The New York attorney general's office and Microsoft, working together, have filed lawsuits against what they describe as a ring of companies responsible for distributing millions of deceptive E-messages each day. The partners, which traced the activity through spam traps set by Microsoft, say the crackdown will be a model for future legal action against other spammers.
The primary targets of the suits, filed in both New York and Washington, are Synergy6 Inc., an online marketing company based in New York, and Scott Richter, president of OptinRealBig.com. Richter is ranked by watchdog organization Spamhaus as the third largest spammer in the world.

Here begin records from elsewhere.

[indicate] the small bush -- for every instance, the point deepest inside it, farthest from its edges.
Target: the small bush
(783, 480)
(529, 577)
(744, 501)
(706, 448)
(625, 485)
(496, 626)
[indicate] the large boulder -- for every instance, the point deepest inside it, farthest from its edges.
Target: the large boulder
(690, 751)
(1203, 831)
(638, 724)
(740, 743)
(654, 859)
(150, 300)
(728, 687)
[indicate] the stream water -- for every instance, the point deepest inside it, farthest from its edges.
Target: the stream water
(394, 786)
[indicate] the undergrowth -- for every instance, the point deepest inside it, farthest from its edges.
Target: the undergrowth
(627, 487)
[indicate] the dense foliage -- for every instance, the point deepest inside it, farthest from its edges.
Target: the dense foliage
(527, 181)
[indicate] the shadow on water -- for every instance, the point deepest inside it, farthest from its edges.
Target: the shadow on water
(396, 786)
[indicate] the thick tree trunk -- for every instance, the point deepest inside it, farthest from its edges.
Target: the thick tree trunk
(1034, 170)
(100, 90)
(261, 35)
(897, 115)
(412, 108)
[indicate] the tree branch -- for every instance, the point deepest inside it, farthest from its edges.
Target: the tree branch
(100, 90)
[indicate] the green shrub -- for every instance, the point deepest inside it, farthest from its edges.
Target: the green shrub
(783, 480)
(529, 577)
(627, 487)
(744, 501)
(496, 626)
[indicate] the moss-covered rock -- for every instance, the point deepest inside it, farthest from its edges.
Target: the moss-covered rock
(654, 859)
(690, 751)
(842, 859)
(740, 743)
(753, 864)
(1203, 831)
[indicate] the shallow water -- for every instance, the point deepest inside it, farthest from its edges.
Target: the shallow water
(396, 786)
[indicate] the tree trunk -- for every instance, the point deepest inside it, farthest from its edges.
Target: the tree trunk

The suits claim Synergy6, Richter, and their affiliates used deceptive business practices in E-mail marketing campaigns. Among the alleged techniques they used were false or deceptive sender names, subject lines, server names, and sender addresses. The spammers obscured their transmission paths, according to Microsoft, by using the IP addresses of computers they hijacked over the Internet.
"We're going to force them to stop making fraudulent statements [or] shut down their systems," said New York attorney general Eliot Spitzer during a news conference in New York that also was attended by Microsoft general counsel and senior VP Brad Smith. Calls to Synergy6 were routed to an answering machine. A message on OptinRealBig.com's Web site said Scott Richter and the company "vigorously deny any violations of New York law."
Evidence was collected in "traps" set by Microsoft to attract junk E-mail for analysis. During a one-month period earlier this year, the trap received 8,000 E-mails, with an average of five fraudulent statements each, from Richter's company, according to Spitzer. The attorney general, whose office has also been busy tracking down inappropriate dealings among mutual-fund companies, is pressing for a $500 penalty for each fraudulent statement issued by a spammer.
"The penalty that will be imposed on [spammers] will make it financially unviable," Spitzer said. "We will drive them into bankruptcy."
Microsoft counsel Smith said "two levels of deception" were uncovered in the investigation: a technical level in which the IP addresses of compromised third-party computers were used to disguise the origins of the unsolicited mail, and an operational level in which the parties involved tried to avoid legal responsibility through subcontracting arrangements.
Microsoft also filed suits against five other spammers that it alleges used the same transmission paths as those used by Richter's company. Smith said the strategy used in identifying and charging the spammers would be a model for future legal action.